Searches and lexicon lookups can be constrained by forest, so you should be able to get the document names from the URI lexicon with a call similar to the following:

cts.values(cts.uriReference(), null, null, null, null, xdmp.forest('ABC'))

That said, there aren't many common motivations for looking up the names of documents in a forest. What are you trying to accomplish?

ehennum
  • 7,295
  • 13
  • 9
  • The actual problem is one of the disks has failed in ML and couple of forests(lets say x,y) has been restored.In that process x,y has ended up with duplicate docs which are in remaining forests(a,b,c..).So when I am loading docs to ML,I am getting errors saying doc exists in forest a and forest x,forest b and forest x.So I am deleting the dup docs from forest x and reloading again.Since I have the docs in hand(which I am going to load) which I can see and if I find the names of the docs in forest x then I can delete the dup docs before I actually load.I am not sure if I am thnkng correctly. – G Irala Apr 24 '18 at 15:50
  • I believe my question should have been "how to find and delete all duplicate documents in ML forests". – G Irala Apr 24 '18 at 15:52
  • 2
    https://help.marklogic.com/knowledgebase/article/View/22/0/handling-xdmp-dbdupuri-errors – Mads Hansen Apr 24 '18 at 16:58
  • @Mads Hansen - I have been following the same link to delete the duplicate docs. In my case I have 100s of dup docs created in forest x which I am finding only after loading the content. Instead of finding the dup doc after loading is there any way I can find the dup docs by comparing the docs in forests and delete in bulk. – G Irala Apr 24 '18 at 17:44
2

In order to list all of the URIs from a particular forest, you can use cts:uris() and specify the forest-id in the 5th parameter:

cts:uris((), (), cts:true-query(), (), xdmp:forest("ABC"))

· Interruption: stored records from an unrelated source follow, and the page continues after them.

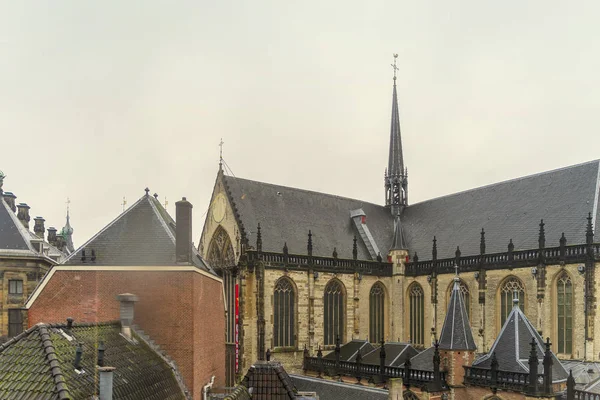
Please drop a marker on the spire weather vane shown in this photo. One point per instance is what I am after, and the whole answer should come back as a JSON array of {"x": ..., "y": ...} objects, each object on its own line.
[{"x": 221, "y": 143}]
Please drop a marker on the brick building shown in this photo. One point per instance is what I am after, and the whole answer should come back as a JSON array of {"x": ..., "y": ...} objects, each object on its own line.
[
  {"x": 25, "y": 257},
  {"x": 144, "y": 252},
  {"x": 307, "y": 266}
]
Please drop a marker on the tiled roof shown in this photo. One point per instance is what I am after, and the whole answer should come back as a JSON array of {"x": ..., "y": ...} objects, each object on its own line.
[
  {"x": 456, "y": 332},
  {"x": 268, "y": 380},
  {"x": 143, "y": 235},
  {"x": 510, "y": 209},
  {"x": 38, "y": 364},
  {"x": 512, "y": 347}
]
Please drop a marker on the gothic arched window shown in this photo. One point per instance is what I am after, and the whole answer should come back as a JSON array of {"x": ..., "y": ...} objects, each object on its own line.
[
  {"x": 376, "y": 312},
  {"x": 416, "y": 314},
  {"x": 507, "y": 289},
  {"x": 334, "y": 302},
  {"x": 284, "y": 311},
  {"x": 564, "y": 313},
  {"x": 464, "y": 291},
  {"x": 220, "y": 250}
]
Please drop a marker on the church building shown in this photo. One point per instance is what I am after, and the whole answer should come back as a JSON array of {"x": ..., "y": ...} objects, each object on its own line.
[{"x": 301, "y": 268}]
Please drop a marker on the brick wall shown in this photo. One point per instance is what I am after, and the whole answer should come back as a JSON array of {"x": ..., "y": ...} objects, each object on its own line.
[{"x": 182, "y": 311}]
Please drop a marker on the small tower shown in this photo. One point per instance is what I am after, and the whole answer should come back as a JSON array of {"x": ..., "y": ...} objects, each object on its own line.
[
  {"x": 396, "y": 176},
  {"x": 456, "y": 339},
  {"x": 67, "y": 232}
]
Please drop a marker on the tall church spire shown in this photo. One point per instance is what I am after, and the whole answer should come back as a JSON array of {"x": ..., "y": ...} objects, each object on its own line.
[{"x": 396, "y": 179}]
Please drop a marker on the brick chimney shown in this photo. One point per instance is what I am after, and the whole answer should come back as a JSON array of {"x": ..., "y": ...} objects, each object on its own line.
[
  {"x": 127, "y": 301},
  {"x": 38, "y": 227},
  {"x": 183, "y": 231},
  {"x": 23, "y": 214},
  {"x": 9, "y": 198},
  {"x": 52, "y": 236},
  {"x": 106, "y": 382}
]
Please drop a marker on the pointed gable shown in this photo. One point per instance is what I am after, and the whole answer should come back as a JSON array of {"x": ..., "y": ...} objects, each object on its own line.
[
  {"x": 456, "y": 333},
  {"x": 512, "y": 347}
]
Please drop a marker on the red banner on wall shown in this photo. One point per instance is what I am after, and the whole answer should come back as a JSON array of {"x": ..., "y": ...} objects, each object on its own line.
[{"x": 237, "y": 329}]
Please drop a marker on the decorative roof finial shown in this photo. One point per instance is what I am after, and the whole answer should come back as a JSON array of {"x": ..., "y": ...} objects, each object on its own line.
[
  {"x": 221, "y": 143},
  {"x": 394, "y": 66}
]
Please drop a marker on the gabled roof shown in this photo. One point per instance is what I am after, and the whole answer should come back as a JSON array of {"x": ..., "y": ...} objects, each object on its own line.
[
  {"x": 38, "y": 363},
  {"x": 456, "y": 332},
  {"x": 15, "y": 239},
  {"x": 511, "y": 209},
  {"x": 268, "y": 380},
  {"x": 143, "y": 235},
  {"x": 512, "y": 347},
  {"x": 287, "y": 214}
]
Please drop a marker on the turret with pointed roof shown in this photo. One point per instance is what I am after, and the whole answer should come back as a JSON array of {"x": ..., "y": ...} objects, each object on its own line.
[
  {"x": 396, "y": 180},
  {"x": 512, "y": 346},
  {"x": 456, "y": 333}
]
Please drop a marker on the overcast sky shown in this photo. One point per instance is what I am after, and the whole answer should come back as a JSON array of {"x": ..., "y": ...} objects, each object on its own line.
[{"x": 100, "y": 99}]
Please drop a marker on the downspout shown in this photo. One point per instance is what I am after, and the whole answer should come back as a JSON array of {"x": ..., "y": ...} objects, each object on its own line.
[{"x": 207, "y": 387}]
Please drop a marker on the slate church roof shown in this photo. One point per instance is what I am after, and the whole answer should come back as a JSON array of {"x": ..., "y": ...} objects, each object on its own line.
[
  {"x": 512, "y": 347},
  {"x": 456, "y": 332},
  {"x": 143, "y": 235},
  {"x": 38, "y": 364},
  {"x": 510, "y": 209}
]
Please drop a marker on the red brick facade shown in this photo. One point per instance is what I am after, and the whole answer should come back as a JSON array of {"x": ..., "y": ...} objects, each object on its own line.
[{"x": 182, "y": 311}]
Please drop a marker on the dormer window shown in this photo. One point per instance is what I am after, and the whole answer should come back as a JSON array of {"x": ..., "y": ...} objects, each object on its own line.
[{"x": 15, "y": 287}]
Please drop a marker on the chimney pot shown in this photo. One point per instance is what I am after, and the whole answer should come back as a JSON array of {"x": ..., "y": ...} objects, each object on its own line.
[
  {"x": 127, "y": 301},
  {"x": 9, "y": 198},
  {"x": 106, "y": 382},
  {"x": 183, "y": 231},
  {"x": 23, "y": 214},
  {"x": 38, "y": 227}
]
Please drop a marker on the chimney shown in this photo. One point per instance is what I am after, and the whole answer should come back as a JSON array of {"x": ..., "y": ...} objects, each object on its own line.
[
  {"x": 23, "y": 214},
  {"x": 127, "y": 302},
  {"x": 38, "y": 227},
  {"x": 106, "y": 379},
  {"x": 183, "y": 231},
  {"x": 52, "y": 236},
  {"x": 9, "y": 198}
]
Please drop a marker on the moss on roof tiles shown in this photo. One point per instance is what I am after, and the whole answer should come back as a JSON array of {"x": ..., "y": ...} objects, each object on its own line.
[{"x": 26, "y": 372}]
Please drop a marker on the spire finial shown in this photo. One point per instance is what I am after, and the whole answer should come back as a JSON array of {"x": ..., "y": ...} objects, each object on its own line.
[
  {"x": 394, "y": 66},
  {"x": 221, "y": 143}
]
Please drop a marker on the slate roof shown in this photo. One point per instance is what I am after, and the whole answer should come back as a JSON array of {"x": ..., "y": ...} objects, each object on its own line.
[
  {"x": 512, "y": 348},
  {"x": 15, "y": 239},
  {"x": 287, "y": 214},
  {"x": 268, "y": 380},
  {"x": 327, "y": 389},
  {"x": 143, "y": 235},
  {"x": 349, "y": 351},
  {"x": 395, "y": 354},
  {"x": 38, "y": 364},
  {"x": 456, "y": 332},
  {"x": 423, "y": 361},
  {"x": 510, "y": 209}
]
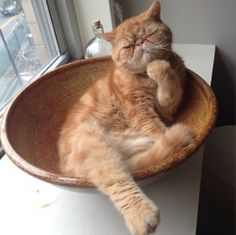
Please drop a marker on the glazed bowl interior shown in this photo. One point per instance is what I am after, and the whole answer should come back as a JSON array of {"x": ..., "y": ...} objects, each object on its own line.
[{"x": 33, "y": 121}]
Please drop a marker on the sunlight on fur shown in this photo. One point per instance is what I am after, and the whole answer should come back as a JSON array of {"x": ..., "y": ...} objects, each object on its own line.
[{"x": 125, "y": 121}]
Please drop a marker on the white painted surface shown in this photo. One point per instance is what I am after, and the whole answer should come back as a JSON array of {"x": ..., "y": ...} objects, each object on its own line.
[{"x": 29, "y": 206}]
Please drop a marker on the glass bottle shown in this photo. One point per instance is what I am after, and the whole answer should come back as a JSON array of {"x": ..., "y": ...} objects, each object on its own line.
[{"x": 97, "y": 46}]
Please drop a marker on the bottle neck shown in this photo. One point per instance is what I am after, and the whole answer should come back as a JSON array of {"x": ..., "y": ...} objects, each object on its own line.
[{"x": 98, "y": 30}]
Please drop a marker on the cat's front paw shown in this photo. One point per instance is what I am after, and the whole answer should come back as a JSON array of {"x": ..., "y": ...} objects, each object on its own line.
[
  {"x": 144, "y": 218},
  {"x": 158, "y": 69}
]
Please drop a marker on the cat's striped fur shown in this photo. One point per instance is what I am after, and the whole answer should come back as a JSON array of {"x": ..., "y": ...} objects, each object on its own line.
[{"x": 120, "y": 124}]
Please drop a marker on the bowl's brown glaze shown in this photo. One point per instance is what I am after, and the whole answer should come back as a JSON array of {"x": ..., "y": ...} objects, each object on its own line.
[{"x": 32, "y": 122}]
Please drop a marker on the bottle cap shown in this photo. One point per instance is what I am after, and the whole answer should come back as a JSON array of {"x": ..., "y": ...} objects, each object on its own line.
[{"x": 97, "y": 23}]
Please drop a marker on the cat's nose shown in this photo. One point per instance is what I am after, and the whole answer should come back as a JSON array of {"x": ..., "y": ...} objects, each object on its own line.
[{"x": 139, "y": 42}]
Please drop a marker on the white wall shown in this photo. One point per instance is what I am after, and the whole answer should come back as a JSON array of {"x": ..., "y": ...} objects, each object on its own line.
[{"x": 204, "y": 22}]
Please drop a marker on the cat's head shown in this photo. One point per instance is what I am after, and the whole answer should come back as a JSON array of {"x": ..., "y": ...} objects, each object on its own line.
[{"x": 139, "y": 40}]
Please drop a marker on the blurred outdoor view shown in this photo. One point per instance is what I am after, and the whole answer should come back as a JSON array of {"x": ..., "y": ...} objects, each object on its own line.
[{"x": 27, "y": 44}]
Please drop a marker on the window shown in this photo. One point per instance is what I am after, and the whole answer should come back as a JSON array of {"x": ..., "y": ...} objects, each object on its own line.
[
  {"x": 32, "y": 40},
  {"x": 29, "y": 43}
]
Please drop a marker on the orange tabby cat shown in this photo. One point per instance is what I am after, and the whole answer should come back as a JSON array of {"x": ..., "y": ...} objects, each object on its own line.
[{"x": 120, "y": 124}]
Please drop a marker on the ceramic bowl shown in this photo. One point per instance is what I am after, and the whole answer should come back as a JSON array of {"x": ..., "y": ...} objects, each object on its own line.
[{"x": 32, "y": 122}]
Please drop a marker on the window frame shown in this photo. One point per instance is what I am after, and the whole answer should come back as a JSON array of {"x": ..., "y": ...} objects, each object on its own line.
[{"x": 65, "y": 25}]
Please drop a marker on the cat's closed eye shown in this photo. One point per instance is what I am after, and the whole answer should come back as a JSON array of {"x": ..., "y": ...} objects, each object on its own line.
[{"x": 128, "y": 46}]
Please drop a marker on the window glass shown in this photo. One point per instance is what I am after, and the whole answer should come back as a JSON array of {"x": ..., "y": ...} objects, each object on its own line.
[{"x": 27, "y": 44}]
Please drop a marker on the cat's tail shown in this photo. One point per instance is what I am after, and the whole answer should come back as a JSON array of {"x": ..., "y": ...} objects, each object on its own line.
[{"x": 176, "y": 137}]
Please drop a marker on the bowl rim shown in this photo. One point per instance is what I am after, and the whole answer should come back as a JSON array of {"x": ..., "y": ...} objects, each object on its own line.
[{"x": 151, "y": 171}]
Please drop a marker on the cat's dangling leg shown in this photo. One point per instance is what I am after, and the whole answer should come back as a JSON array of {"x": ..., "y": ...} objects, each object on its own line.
[
  {"x": 109, "y": 172},
  {"x": 175, "y": 138}
]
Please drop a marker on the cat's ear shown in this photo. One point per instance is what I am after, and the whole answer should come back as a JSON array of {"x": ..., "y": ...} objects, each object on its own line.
[
  {"x": 154, "y": 11},
  {"x": 110, "y": 37}
]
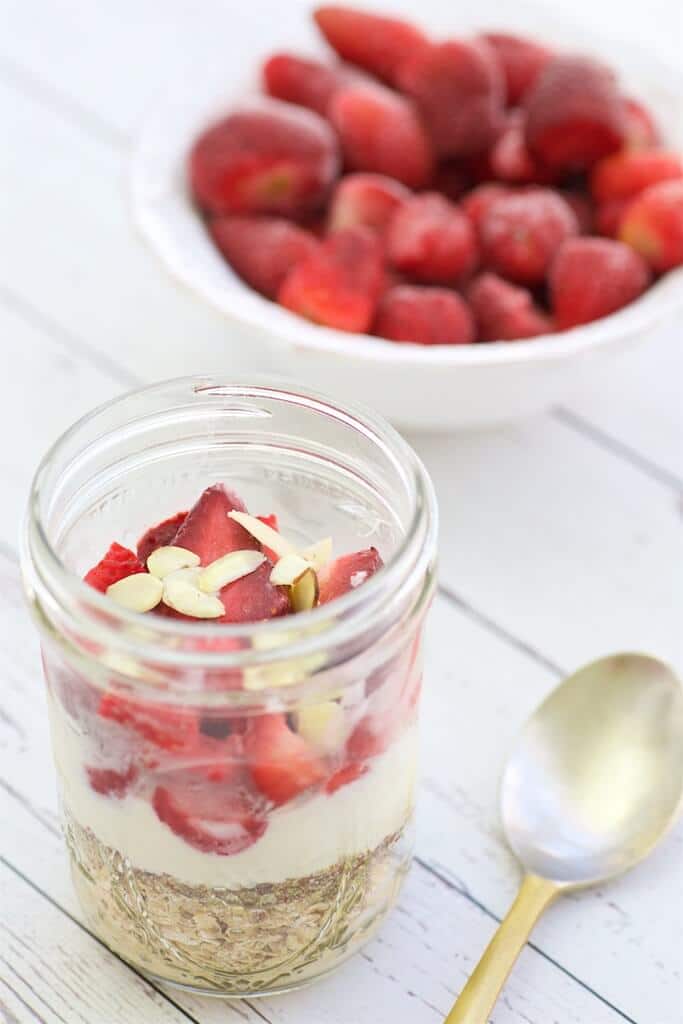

Your comment suggested that the reason why you are attempting to list all of the URIs from a particular forest was so that you could delete the ones that are duplicates.

The code below could be use to obtain all of the URIs from the specified forest, and then remove them from that forest if they are duplicates.

If you attempt to read the document properties and a XDMP-DBDUPURI exception is thrown, catch that exception and then delete the document in a different transaction from the problem forest.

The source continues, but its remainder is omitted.